First, appropriate diet, which means one of 10 basic diets with 94 variations
depending on the metabolic type of the cancer patient and of the cancer itself.
Second, intensive nutritional support, which means a huge amount of vitamin and
mineral supplements. Third, proto-morphogen support—these are pills made from
raw beef organs and glands. Fourth, general digestive aids, including pepsin
and hydrochloric acid. Fifth, pancreatic enzyme therapy, taken orally to help
liquefy tumors. Sixth, detoxification, to help the body eliminate the unhealthy
abundance of toxins and waste products as the tumors decompose. Apparently, the
pancreas secretes these special enzymes into the bloodstream where, under
normal healthy conditions, they digest and deactivate potentially cancerous
cells. Kelley also realized that each person has a unique biochemical,
nutritional condition, so any approach, if it is to be effective, must be
individually tailored. Even so, there are some general broad categories which
he called the 10 metabolic types, and these become the basis for the individual
nutrition plans. Is there proof all this works? Yes, a fair amount, but Dr.
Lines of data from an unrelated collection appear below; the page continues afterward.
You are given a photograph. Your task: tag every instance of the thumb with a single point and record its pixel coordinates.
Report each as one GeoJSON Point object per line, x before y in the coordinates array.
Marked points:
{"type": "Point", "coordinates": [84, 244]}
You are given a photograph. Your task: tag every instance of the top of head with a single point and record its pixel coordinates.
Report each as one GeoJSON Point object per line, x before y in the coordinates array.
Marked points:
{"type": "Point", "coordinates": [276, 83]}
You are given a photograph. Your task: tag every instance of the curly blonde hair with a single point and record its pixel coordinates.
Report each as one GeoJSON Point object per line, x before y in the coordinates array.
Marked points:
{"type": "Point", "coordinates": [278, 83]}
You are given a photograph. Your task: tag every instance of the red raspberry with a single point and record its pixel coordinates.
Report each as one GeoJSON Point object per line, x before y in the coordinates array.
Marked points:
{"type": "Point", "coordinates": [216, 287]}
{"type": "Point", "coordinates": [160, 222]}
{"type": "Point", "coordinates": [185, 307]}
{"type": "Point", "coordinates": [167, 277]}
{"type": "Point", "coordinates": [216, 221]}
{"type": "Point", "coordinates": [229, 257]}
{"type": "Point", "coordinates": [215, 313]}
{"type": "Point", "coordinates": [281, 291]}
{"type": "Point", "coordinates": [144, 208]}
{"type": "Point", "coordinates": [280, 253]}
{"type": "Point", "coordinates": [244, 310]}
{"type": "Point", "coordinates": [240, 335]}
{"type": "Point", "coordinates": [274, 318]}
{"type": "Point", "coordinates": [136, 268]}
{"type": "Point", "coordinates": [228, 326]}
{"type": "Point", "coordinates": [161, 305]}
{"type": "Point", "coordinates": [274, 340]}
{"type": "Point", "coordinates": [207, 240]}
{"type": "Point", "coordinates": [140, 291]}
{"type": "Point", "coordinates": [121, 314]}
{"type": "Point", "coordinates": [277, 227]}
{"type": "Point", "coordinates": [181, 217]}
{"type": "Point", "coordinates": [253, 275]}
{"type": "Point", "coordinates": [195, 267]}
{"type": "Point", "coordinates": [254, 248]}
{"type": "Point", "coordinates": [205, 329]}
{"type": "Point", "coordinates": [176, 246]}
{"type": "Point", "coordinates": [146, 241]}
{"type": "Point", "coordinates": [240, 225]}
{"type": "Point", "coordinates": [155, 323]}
Gonzalez is now recruiting patients with pancreatic cancer to take part in a
new clinical study to test his therapies. Years ago, Dr. Gonzalez studied some
of Kelly's pancreatic cancer patients to see how long they survived. Normally,
pancreatic cancer comes with a 5 year survival probability. Dr. Gonzalez found
that those patients who followed the program to the letter survived 9 years,
compared to 8 months for those who did so only partially, and 67 days, for
those who started it then quit. "The ultimate goal for all of us is to try and
get clinical trials so we can get our therapies tested," Gonzalez says. "Then
if it really does work, the world will have the facts to confirm it."